If someone says, "Thank you," and another one responds, "You're welcome," does the response deny, cancel, or balance out a reciprocity or an exchange? Does it mean the one who thanks is welcome again to avail, receive, or ask for favor? Does the one who responds mean what he says or is he culturally conditioned linguistically to say "You're welcome" if he hears someone say "Thank you"? Is the "thank you-and-you're welcome" dialogue, in itself, a reciprocity of acts and an exchange of expressions?
Among Filipinos, when someone says "Salamat" (Thanks), the expected response is "Walang anuman" (No anything). Even though the response sounds negative, it negates nothing. "Utang na loob" (debt of gratitude) stays untouched. It cannot be cancelled or denied by expressions Malinowski (1923) and Jacobson (1960) called pathic. "Pathic expression" in contemporary parlance is "small talk." Only exchange (palitan) can cancel, deny, and balance out reciprocity (gantihan). "Sumbat" (reminding or counting), an insulting act where a benefactor reminds and counts what he has given to a beneficiary, calls for a payment or payback value-for-value. If the beneficiary cannot pay or do the equivalent exchange, he can return what he has received. So, exchanging and returning gifts cancel reciprocity.
Reciprocity in the Philippines has no specific language or expression, since it is an informal, unsaid, and unspecified form of interaction where giving and receiving are involved. If one gives or does someone a gift or a favor, it is expected and understood that the latter should reciprocate to the former whatever and however he wants in the future. Exchange is a different story. "Deal," "quits," "barter," "trade," and "exchange" have entered our lingua franca for exchange, especially in business and gambling. They are used when a value-for-value deal is reached. "Exchange tayo ng number" means "Let's give each other's phone number." "Barter tayo ng sapatos." is "Let's trade your shoes with mine." "Quits na tayo." translates to "We're now okay." or "There's no more between us."
Among male participants, they use "usapang lalake" (gentleman's talk) together with a handshake to mean that they have to stick to what they agree. Exchange also includes blatant negating statements such as "Bayad na ako." (I'm paid off.), "Patas na tayo." (We're now equal or balanced.), and "Wala na akong utang." (I have no more debt.) said after the conclusion of a deal or finalization of an agreement . Such statements are also used when a reciprocity is ended by an exchange. For example, if a friend makes "sumbat" by telling me that he gave me a shirt before, I'll feel insulted and be compelled to buy him a shirt similar to what he gave or return what he gave me if I still haven't used it. I'll then use a negating expression or statement for exchange since our reciprocal relationship is over. Naturally, I will say it with a hint of anger and disappointment.

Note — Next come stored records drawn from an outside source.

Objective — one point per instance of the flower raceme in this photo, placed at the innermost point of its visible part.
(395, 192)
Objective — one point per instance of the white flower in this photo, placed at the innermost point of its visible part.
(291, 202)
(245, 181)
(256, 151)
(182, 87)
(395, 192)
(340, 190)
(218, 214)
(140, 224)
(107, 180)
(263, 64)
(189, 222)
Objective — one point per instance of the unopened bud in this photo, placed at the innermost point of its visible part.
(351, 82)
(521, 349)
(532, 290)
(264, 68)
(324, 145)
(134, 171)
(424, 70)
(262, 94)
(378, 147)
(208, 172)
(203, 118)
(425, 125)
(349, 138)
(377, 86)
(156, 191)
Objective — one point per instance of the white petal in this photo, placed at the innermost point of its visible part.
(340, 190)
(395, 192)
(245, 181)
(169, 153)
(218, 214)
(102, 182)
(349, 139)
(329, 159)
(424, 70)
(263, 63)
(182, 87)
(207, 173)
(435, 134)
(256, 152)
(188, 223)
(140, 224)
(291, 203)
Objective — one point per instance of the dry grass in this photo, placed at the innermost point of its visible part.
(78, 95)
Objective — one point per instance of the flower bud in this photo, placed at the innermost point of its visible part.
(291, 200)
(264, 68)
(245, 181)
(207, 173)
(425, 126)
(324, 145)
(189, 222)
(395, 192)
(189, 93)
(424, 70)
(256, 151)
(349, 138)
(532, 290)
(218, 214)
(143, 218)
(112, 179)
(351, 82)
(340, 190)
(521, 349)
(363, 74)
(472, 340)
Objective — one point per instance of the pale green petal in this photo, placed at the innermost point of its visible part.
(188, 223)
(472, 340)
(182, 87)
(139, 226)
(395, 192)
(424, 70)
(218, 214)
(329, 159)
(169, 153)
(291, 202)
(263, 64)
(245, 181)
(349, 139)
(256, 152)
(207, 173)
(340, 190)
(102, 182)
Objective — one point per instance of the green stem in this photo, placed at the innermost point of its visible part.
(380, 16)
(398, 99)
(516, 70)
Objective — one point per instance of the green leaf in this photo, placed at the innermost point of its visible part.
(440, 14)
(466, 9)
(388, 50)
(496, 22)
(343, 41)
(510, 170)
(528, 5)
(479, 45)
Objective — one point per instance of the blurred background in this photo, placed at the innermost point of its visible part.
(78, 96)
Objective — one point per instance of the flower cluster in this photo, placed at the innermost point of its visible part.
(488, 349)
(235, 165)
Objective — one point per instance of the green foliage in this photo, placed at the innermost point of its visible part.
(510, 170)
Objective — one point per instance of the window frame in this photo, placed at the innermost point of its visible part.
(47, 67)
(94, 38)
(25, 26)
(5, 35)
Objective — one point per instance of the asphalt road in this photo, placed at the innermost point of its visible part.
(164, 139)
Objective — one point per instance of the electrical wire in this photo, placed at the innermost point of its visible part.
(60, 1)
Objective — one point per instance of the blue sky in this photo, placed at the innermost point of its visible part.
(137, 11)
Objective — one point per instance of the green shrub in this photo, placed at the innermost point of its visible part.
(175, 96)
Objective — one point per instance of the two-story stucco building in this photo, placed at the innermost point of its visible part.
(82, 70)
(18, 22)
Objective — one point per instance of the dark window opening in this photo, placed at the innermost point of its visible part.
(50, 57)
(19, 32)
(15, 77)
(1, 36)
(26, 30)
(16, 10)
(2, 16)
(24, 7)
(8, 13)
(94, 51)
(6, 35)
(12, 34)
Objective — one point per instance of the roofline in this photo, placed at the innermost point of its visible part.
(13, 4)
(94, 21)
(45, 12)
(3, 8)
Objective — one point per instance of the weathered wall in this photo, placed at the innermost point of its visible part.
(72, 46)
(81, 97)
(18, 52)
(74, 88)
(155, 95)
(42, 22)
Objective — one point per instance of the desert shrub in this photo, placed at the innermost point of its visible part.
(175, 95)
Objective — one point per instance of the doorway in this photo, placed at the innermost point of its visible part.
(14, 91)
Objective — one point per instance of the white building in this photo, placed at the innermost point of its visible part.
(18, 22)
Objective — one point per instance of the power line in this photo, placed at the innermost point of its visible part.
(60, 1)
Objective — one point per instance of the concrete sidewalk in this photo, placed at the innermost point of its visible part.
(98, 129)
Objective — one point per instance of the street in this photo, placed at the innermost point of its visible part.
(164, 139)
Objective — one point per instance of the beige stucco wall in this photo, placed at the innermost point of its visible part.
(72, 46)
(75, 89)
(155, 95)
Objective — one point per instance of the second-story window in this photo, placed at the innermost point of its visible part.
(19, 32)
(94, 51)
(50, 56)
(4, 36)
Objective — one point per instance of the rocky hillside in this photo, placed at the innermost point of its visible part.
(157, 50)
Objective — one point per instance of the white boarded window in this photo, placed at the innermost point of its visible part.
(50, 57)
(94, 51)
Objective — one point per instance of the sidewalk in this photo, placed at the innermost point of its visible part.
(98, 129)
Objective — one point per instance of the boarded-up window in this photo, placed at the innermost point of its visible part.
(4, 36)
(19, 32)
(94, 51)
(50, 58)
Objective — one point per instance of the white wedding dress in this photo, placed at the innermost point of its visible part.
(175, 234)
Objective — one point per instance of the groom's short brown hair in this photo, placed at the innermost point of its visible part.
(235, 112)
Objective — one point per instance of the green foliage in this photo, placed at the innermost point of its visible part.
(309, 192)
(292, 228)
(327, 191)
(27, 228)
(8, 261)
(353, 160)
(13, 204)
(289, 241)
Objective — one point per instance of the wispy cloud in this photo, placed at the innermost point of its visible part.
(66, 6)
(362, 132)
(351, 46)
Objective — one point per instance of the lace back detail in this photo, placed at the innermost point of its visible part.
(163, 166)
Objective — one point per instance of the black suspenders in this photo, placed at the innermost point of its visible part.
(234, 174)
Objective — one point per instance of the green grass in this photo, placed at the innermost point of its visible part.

"Walang anuman," the Tagalog equivalent of "welcome," doesn't have an exact communicated meaning or transferred information. It's said automatically the moment "salamat" (Thank you) is heard. Filipinos are culturally conditioned to say it as a response. "Walang anuman" doesn't mean anything specifically. Some don't even understand what it really means, but they use it. Its literal meaning, "No anything," is vague. Its function is to give voice to an act of recognizing a grateful person who thanks. It completes the social interaction. It's the saying that counts not what's being said. Besides, if one doesn't want to verbally respond, he can resort to gestures by nodding or moving his hands.
Americans, for a small talk that's also a greeting, say, "How's it going?" The natural response is: "Good." Again, they're culturally conditioned to say the usual response although the interrogative greeting is unclear. What is "it"? Is it a person that is good or one of the things he is doing that is going good? "What's up?" and What's new?" are usually answered automatically with "Not much" or "Nothing much." "What's up?" for example, is culture-specific. If translated to Tagalog, it's "Anong nangyari?" a question only nosy people itching for gossips ask. It seems to me vague grateful or greeting expressions are exchanged with vague responses, and an act of thanking or greeting is reciprocated with an act of acknowledging or responding back. Generally, expressions are for exchange and acts are for reciprocity, where a responded act of greeting, for instance, can be a beginning of a long, meaningful relationship, if done right.